Hence the title of this particular post: assistance. Man's role is as an assistant. We are here to help something. Yes, maybe we are here to help ourselves, but we are also here to help something much larger than ourselves.
Maybe one of our problems is that we don't stop to think about what we are supposed to be assisting with. We blithely assume that we are here to get what we need, without considering that we may not be able to get what we need unless we dispense with our responsibilities properly first. If a man practices containment, makes effort, and attends, he may be able to develop enough energy to impart what is necessary to the system as a whole and still have a little bit left for himself. What tends to happen instead is that a man tries to keep everything for himself, and by doing so puts himself in a situation where eventually, as it says in the Bible, everything is taken away from him.
The law of reciprocal feeding is reciprocal. Yes, of course that sounds redundant. The redundancy serves us, however, in that it reminds us that responsibility and service move in two directions.
There's a place in In search of the Miraculous where Gurdjieff asks Ouspensky why God should even bother listening to a man's prayers. He points out that this is a question a man should ask himself. Now, when we take ourselves in the context of service, we see that it is repeatedly emphasized in all the major religions that man is here to serve. We are actually supposed to be helping God, not taking everything from ourselves and running away. Behavior of that kind is like the behavior of a little child, so I suppose the notions of punishment that we take away from religions (sin in Christianity, karma in Buddhism) may be apt when taken from a literal point of view.
All the major religions also emphasize that if we serve, we will be given help. I think the difficulty with prayer is that we all want to ask for help before we have performed our duties. We race about, willy-nilly, enslaved by our egoistic desires, our lusts, and our other hungers, and it's only when things get bad that we suddenly remember there is help available out there, at which point we beg for it, having done nothing to earn a right to it in the first place
This, of course, leads us to the question of how we ought to serve. It reminds me of something that Orage said many years ago. A man's first responsibility in life is to decide whether or not he believes there is a God. If he decides there isn't one, fine. Off he goes, to do anything he wants.
If, on the other hand, he decides that there is a God, then the very next question that a man must ask himself is, what obligation does that place him under?
When we think of ourselves as notes -- as something that is complete, and harmonious -- we are making a mistake. Yes, if a man develops completely, he may serve as a note in one sense or another. On the other hand, in the context of the level he is on, he must always serve as a shock, that is, something that makes an effort to help.
Our stewardship of the planet is failing. Great nature may no longer have need of us if we do not make a real effort within ourselves to reverse this.
I'm not sure that that can be helped; it may well be that man will serve the purpose of great nature, in the end, in ways that do not necessarily serve Man.
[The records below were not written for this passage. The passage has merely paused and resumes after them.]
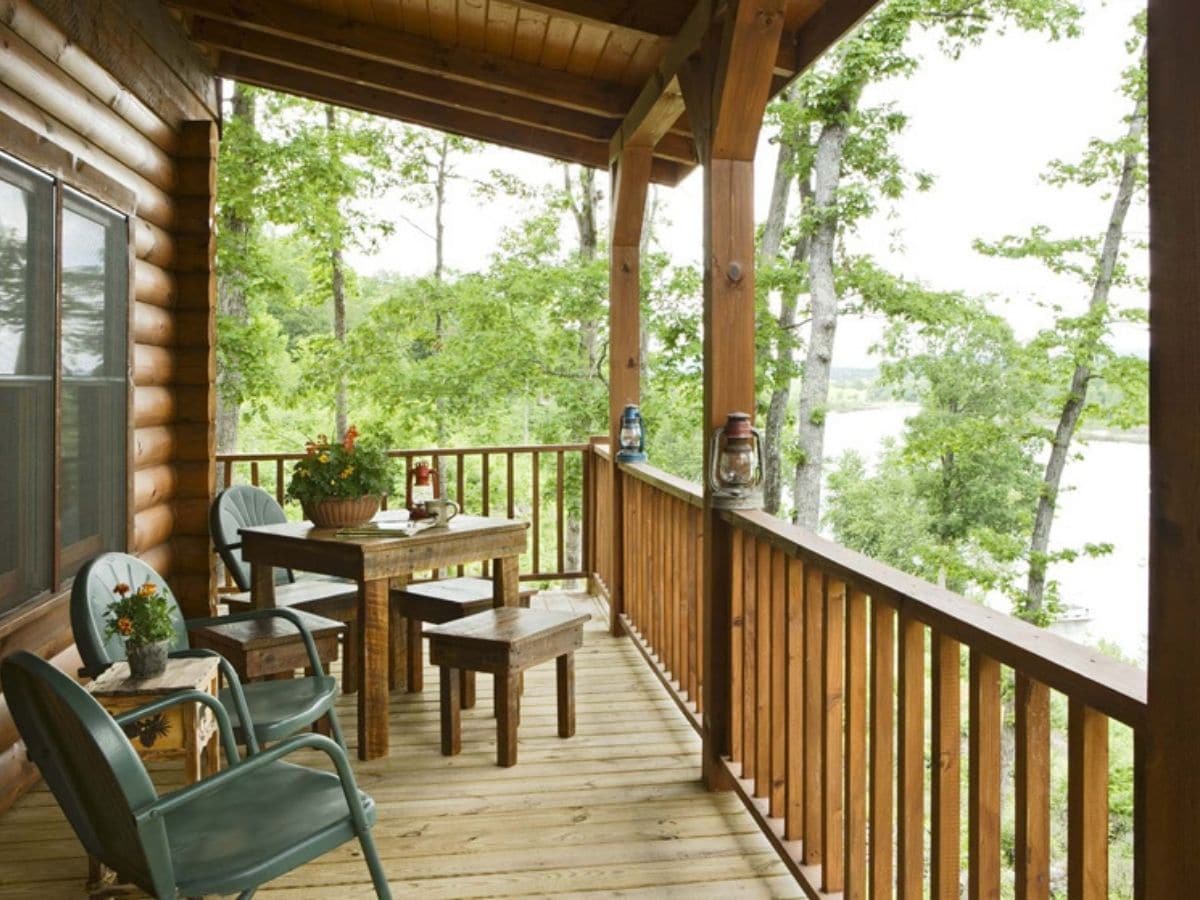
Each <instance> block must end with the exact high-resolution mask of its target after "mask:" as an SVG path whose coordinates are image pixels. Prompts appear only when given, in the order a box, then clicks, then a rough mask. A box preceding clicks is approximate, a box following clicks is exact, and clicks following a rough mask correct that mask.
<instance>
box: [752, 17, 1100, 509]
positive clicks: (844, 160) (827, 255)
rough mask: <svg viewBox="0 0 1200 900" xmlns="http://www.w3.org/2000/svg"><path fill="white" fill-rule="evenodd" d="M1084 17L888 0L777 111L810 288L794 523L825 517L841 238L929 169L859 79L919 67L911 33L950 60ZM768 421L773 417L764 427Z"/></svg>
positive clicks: (800, 238) (802, 276)
mask: <svg viewBox="0 0 1200 900" xmlns="http://www.w3.org/2000/svg"><path fill="white" fill-rule="evenodd" d="M1081 14H1082V12H1081V10H1080V7H1079V5H1078V4H1075V2H1073V1H1072V0H892V2H889V4H887V5H884V6H883V7H882V8H880V10H878V11H876V12H875V13H874V14H872V16H871V17H870V18H868V19H866V22H865V23H864V24H863V25H862V26H860V28H859V29H858V30H857V31H856V32H854V34H853V35H851V36H850V37H848V38H846V40H844V41H842V42H841V43H839V44H838V46H836V47H835V48H833V49H832V50H830V52H829V53H827V54H826V56H824V58H823V60H822V61H821V62H818V64H817V65H816V66H814V67H812V68H811V70H810V71H809V72H806V73H805V74H804V76H802V77H800V78H799V79H798V80H797V83H796V84H794V85H793V89H792V95H791V97H792V98H791V102H790V103H786V104H782V106H781V107H780V108H779V109H778V113H776V114H778V115H779V116H780V119H781V121H782V126H781V130H780V140H781V142H790V140H794V142H796V143H794V144H793V146H792V152H791V154H790V155H788V156H785V155H782V154H781V162H786V164H787V166H790V167H794V169H796V178H797V179H798V182H799V185H800V196H802V198H803V203H802V209H800V214H799V218H798V221H797V222H796V227H794V236H793V240H796V241H797V246H796V247H794V248H793V259H794V262H796V268H797V269H799V266H802V265H803V266H804V268H803V269H802V270H800V271H798V272H797V277H796V278H794V282H793V283H794V284H796V289H797V290H798V292H799V293H803V292H804V290H806V292H808V294H809V323H810V324H809V341H808V348H806V353H805V360H804V367H803V376H804V378H803V382H802V386H800V395H799V401H798V410H797V415H796V421H797V449H796V469H794V488H793V490H794V500H796V518H797V521H799V522H802V523H804V524H806V526H809V527H816V523H817V521H818V517H820V502H821V478H822V467H823V455H824V419H826V407H827V403H828V395H829V372H830V368H832V362H833V348H834V338H835V334H836V325H838V314H839V302H840V300H841V298H840V292H839V287H838V275H839V269H840V260H839V258H838V253H839V246H840V241H841V238H842V236H844V235H845V234H846V233H847V232H848V230H850V229H852V228H853V227H854V224H856V223H857V222H859V221H862V220H863V218H864V217H866V216H869V215H871V214H872V212H874V211H875V210H876V209H877V208H878V205H880V204H881V203H884V202H890V200H894V199H896V198H899V197H900V196H901V193H902V192H904V191H905V190H906V188H908V187H911V186H916V187H918V188H920V187H924V186H926V185H928V184H929V179H928V176H926V175H924V174H922V173H914V174H913V173H908V172H906V169H905V167H904V166H902V163H901V161H900V158H899V156H898V155H896V154H895V151H894V150H893V148H892V140H893V138H894V137H895V136H896V134H898V133H900V132H901V131H902V130H904V127H905V125H906V116H905V115H904V114H902V113H901V112H899V110H898V109H896V108H895V106H894V104H890V103H881V104H876V106H864V104H863V102H862V101H863V95H864V91H865V89H866V86H868V85H870V84H876V83H880V82H882V80H886V79H889V78H896V77H906V76H908V74H911V73H912V72H913V71H914V70H916V67H917V66H918V64H919V60H918V59H917V58H916V56H914V55H913V53H912V50H911V47H910V44H908V40H910V36H911V35H912V34H913V32H914V31H916V30H918V29H920V30H936V31H937V32H938V34H940V35H941V48H942V50H943V52H946V53H949V54H952V55H956V54H959V53H961V52H962V50H964V49H965V48H966V47H968V46H971V44H974V43H977V42H978V41H979V40H980V38H982V37H983V35H984V34H986V32H988V31H989V30H1002V29H1003V28H1004V26H1007V25H1009V24H1015V25H1016V26H1019V28H1022V29H1028V30H1042V31H1045V32H1046V34H1049V35H1050V36H1051V37H1058V36H1060V35H1063V34H1075V31H1076V28H1078V25H1076V23H1078V20H1079V18H1080V17H1081ZM776 182H778V180H776ZM787 310H788V307H787V305H786V304H784V305H782V306H781V310H780V313H781V316H780V323H781V328H782V329H784V330H785V331H790V330H791V329H792V328H794V322H791V323H788V322H787V319H786V318H785V316H786V313H787ZM778 389H779V388H778V384H776V385H775V390H778ZM774 426H775V422H770V425H769V427H768V431H772V428H773V427H774ZM776 446H778V442H776ZM773 452H778V450H773Z"/></svg>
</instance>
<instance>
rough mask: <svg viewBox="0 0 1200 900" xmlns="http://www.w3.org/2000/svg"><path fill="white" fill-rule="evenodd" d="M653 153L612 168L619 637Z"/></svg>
mask: <svg viewBox="0 0 1200 900" xmlns="http://www.w3.org/2000/svg"><path fill="white" fill-rule="evenodd" d="M653 158H654V149H653V148H649V146H630V148H626V149H625V150H624V152H622V154H620V156H618V157H617V161H616V162H614V163H613V167H612V222H611V235H610V247H611V250H610V259H611V265H610V275H608V442H610V443H608V449H610V451H611V454H612V460H613V463H612V516H611V523H612V535H611V540H612V560H613V565H612V572H611V576H612V578H611V583H610V584H608V610H610V625H611V628H612V634H613V635H619V634H620V614H622V613H623V612H624V611H625V578H624V570H625V517H624V516H623V515H622V510H623V508H624V506H623V499H624V498H623V494H624V490H623V475H622V474H620V469H619V468H618V467H617V448H618V446H619V443H618V437H619V434H620V413H622V410H623V409H624V408H625V404H626V403H641V396H642V388H641V372H642V320H641V300H642V298H641V288H640V282H638V277H640V269H641V244H642V222H643V220H644V218H646V193H647V191H648V190H649V185H650V162H652V160H653Z"/></svg>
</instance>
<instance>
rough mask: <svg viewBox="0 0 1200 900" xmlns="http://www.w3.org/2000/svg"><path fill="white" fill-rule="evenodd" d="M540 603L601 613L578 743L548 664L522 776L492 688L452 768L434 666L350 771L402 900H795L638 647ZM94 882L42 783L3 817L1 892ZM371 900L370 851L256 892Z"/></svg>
mask: <svg viewBox="0 0 1200 900" xmlns="http://www.w3.org/2000/svg"><path fill="white" fill-rule="evenodd" d="M534 605H536V606H545V607H548V608H574V610H576V611H580V612H588V613H592V617H593V618H592V622H590V623H589V625H588V626H587V634H586V638H584V646H583V649H581V650H580V652H578V653H577V656H576V678H577V682H576V691H577V694H576V707H577V720H578V731H577V733H576V736H575V737H574V738H570V739H568V740H562V739H559V738H558V737H557V734H556V719H554V712H556V701H554V666H553V665H544V666H539V667H536V668H533V670H530V671H529V672H528V673H527V676H526V694H524V700H523V703H522V721H521V730H520V762H518V763H517V766H516V767H514V768H511V769H502V768H498V767H497V766H496V726H494V720H493V719H492V718H491V708H492V685H491V679H490V678H486V677H480V679H479V703H478V704H476V707H475V708H474V709H472V710H464V712H463V719H462V727H463V737H462V746H463V749H462V754H461V755H460V756H456V757H444V756H442V755H440V754H439V752H438V707H437V672H436V670H432V668H427V670H426V688H425V692H424V694H419V695H415V694H403V692H397V694H394V695H392V700H391V754H390V756H389V757H388V758H385V760H377V761H374V762H370V763H362V762H355V772H356V773H358V776H359V784H360V786H361V787H362V790H365V791H366V792H368V793H371V794H372V796H373V797H374V799H376V802H377V803H378V805H379V823H378V824H377V827H376V839H377V841H378V844H379V850H380V854H382V857H383V862H384V868H385V869H386V871H388V875H389V877H390V880H391V884H392V889H394V893H395V894H396V896H397V898H401V896H420V898H422V900H434V899H436V898H484V896H488V898H493V896H556V898H562V896H574V895H577V894H578V895H608V896H653V898H670V896H688V898H689V899H690V900H694V899H696V898H709V896H710V898H726V896H798V895H800V892H799V888H798V887H797V884H796V882H794V881H793V880H792V877H791V876H790V875H788V874H787V871H786V869H785V868H784V865H782V863H780V862H779V858H778V857H776V856H775V853H774V852H773V851H772V850H770V847H769V845H768V844H767V841H766V839H764V838H763V836H762V835H761V833H760V832H758V829H757V827H756V826H755V823H754V821H752V820H751V818H750V816H749V815H748V814H746V812H745V811H744V810H743V808H742V805H740V803H739V802H738V799H737V798H736V797H734V796H733V794H709V793H706V792H704V791H703V790H702V787H701V784H700V780H698V774H700V773H698V764H700V739H698V737H697V736H696V733H695V732H694V731H692V730H691V727H690V726H689V725H688V722H686V721H685V720H684V718H683V715H682V714H680V713H679V712H678V709H677V708H676V707H674V704H673V703H672V701H671V700H670V698H668V697H667V695H666V694H665V692H664V690H662V688H661V685H660V684H659V682H658V679H656V678H655V676H654V674H653V673H652V672H650V671H649V668H647V667H646V665H644V662H643V661H642V660H641V658H640V656H638V654H637V652H636V650H635V649H634V647H632V646H631V644H630V643H629V642H628V641H622V640H614V638H612V637H610V636H608V634H607V629H606V628H605V622H606V616H607V611H606V608H605V607H604V605H602V604H601V602H599V601H596V600H594V599H593V598H589V596H587V595H586V594H576V593H564V592H544V593H542V594H540V595H539V596H538V598H535V600H534ZM354 707H355V704H354V698H353V696H348V697H343V700H342V702H341V706H340V708H338V712H340V715H341V720H342V727H343V730H344V732H346V734H347V736H350V738H352V739H353V736H354V733H355V708H354ZM352 749H353V744H352ZM295 758H296V760H298V761H300V757H299V756H298V757H295ZM313 762H318V761H317V760H316V758H314V760H313ZM156 768H157V769H158V770H157V773H156V781H157V782H158V784H160V785H161V786H162V787H163V788H167V790H169V788H170V787H172V786H173V785H178V784H179V776H180V769H181V763H180V764H179V766H176V764H166V763H163V764H158V766H157V767H156ZM85 878H86V862H85V859H84V856H83V852H82V850H80V847H79V845H78V842H77V841H76V840H74V836H73V835H72V833H71V829H70V827H68V826H67V824H66V821H65V820H64V817H62V815H61V814H60V812H59V809H58V806H56V805H55V803H54V798H53V797H52V796H50V794H49V793H48V792H47V791H46V790H44V787H40V788H37V790H35V791H34V792H31V793H30V794H28V796H26V797H24V798H22V800H20V802H18V803H17V804H16V806H13V809H12V810H10V811H8V812H7V814H5V815H4V816H2V817H0V896H25V898H34V896H36V898H46V899H52V898H79V896H85V895H86V894H85V890H84V887H83V886H84V882H85ZM371 895H372V894H371V886H370V880H368V877H367V871H366V866H365V865H364V864H362V860H361V857H360V854H359V851H358V845H346V846H344V847H342V848H340V850H337V851H335V852H332V853H330V854H328V856H325V857H323V858H322V859H319V860H317V862H314V863H311V864H308V865H306V866H304V868H302V869H299V870H296V871H295V872H293V874H292V875H289V876H288V877H286V878H281V880H280V881H277V882H272V883H271V884H270V886H268V887H264V888H263V889H262V892H260V896H264V898H265V896H271V898H344V896H371Z"/></svg>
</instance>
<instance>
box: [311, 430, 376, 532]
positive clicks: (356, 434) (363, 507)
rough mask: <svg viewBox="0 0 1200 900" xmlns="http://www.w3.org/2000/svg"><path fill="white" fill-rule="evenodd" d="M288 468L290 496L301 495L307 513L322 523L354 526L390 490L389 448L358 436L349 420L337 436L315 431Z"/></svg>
mask: <svg viewBox="0 0 1200 900" xmlns="http://www.w3.org/2000/svg"><path fill="white" fill-rule="evenodd" d="M305 451H306V452H305V456H304V458H302V460H300V461H299V462H296V464H295V466H294V467H293V468H292V480H290V481H289V482H288V497H292V498H293V499H296V500H300V505H301V506H302V508H304V515H305V518H308V520H310V521H312V523H313V524H317V526H320V527H323V528H353V527H355V526H361V524H365V523H366V522H370V521H371V517H372V516H374V514H376V512H378V511H379V499H380V497H382V496H383V494H385V493H388V492H390V491H391V485H392V476H391V467H390V463H389V461H388V451H386V450H385V449H384V448H383V446H382V445H380V444H378V443H373V442H371V440H359V432H358V428H355V427H354V426H353V425H352V426H350V427H349V428H348V430H347V432H346V438H343V439H342V440H341V442H334V440H330V439H329V438H328V437H325V436H324V434H319V436H318V437H317V439H316V440H310V442H308V443H307V445H306V446H305Z"/></svg>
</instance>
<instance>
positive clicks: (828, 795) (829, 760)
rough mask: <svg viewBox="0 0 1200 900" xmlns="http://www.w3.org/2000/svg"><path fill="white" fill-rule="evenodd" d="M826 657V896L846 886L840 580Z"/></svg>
mask: <svg viewBox="0 0 1200 900" xmlns="http://www.w3.org/2000/svg"><path fill="white" fill-rule="evenodd" d="M822 638H823V641H822V653H821V655H822V656H823V658H824V665H823V666H822V673H821V679H822V684H821V692H822V694H823V695H824V703H823V704H822V707H821V731H822V732H823V734H822V742H821V756H822V767H821V772H822V774H821V794H822V798H823V800H824V804H823V806H822V810H821V842H822V845H823V852H824V857H823V859H822V864H821V889H822V890H823V892H826V893H834V894H835V893H838V892H840V890H841V887H842V882H844V880H845V878H844V874H845V872H844V869H842V864H844V863H845V859H844V857H842V852H844V851H842V848H844V844H842V838H844V834H842V824H844V822H842V805H841V804H842V786H841V767H842V748H841V730H842V721H841V714H842V713H841V710H842V690H844V683H842V679H844V677H845V673H844V668H842V667H844V665H845V660H844V658H845V648H844V644H842V642H844V641H845V640H846V584H845V582H841V581H838V580H836V578H829V580H828V581H827V582H826V602H824V622H823V625H822Z"/></svg>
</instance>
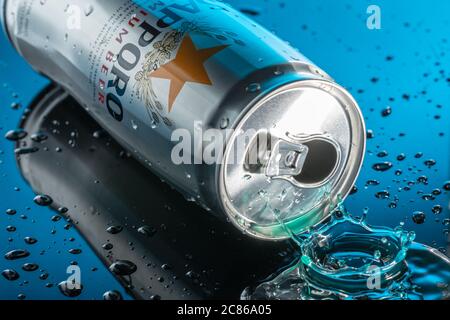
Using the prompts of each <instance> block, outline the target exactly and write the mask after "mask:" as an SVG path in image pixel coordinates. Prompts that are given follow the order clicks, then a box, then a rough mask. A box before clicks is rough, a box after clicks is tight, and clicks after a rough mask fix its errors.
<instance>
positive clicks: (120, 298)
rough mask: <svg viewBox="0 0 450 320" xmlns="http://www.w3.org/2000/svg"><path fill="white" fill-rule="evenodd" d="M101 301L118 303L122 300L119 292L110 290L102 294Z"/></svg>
mask: <svg viewBox="0 0 450 320" xmlns="http://www.w3.org/2000/svg"><path fill="white" fill-rule="evenodd" d="M103 300H108V301H119V300H123V298H122V295H121V294H120V292H119V291H116V290H111V291H107V292H105V293H104V294H103Z"/></svg>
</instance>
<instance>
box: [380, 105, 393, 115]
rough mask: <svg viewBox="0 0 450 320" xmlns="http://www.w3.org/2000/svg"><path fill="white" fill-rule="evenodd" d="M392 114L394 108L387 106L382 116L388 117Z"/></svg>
mask: <svg viewBox="0 0 450 320" xmlns="http://www.w3.org/2000/svg"><path fill="white" fill-rule="evenodd" d="M391 114H392V107H390V106H387V107H386V108H384V109H383V111H382V112H381V115H382V116H383V117H388V116H390V115H391Z"/></svg>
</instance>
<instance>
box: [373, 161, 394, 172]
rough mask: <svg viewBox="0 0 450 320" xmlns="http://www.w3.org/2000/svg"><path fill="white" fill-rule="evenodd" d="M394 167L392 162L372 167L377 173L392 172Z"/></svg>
mask: <svg viewBox="0 0 450 320" xmlns="http://www.w3.org/2000/svg"><path fill="white" fill-rule="evenodd" d="M392 167H393V165H392V163H390V162H381V163H376V164H374V165H373V166H372V168H373V169H374V170H375V171H381V172H384V171H388V170H390V169H391V168H392Z"/></svg>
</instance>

It occurred to me this weekend that the entire intention behind the direction things are taking on the planet may be to create a terrible crisis. It may be that man has to come up against a terrific shock that involves hundreds of millions or even billions of deaths in order to bring him back to a place where sobriety conquers the inebriation we are currently enjoying.
It may even be that that is necessary. I'm not sure I have ever considered it from that point of view before, but it is well worth considering. After all, I've learned from my own inner and outer experience that one must see the entire structure burned to the ground in order for something new to happen.
It may be that man and his civilization are going to need an equally shocking and disastrous encounter in order for them to go any further.
This may sound grim, but I'm not sure it is. If we are reaching a moment where collapse is necessary in order for the next step to be taken, then the collapse will turn out to be a good thing in the end, no matter how much anguish and misery it produces while it is under way.
That's how it seems it has always worked out for me.
May your roots find water, and your leaves know sun.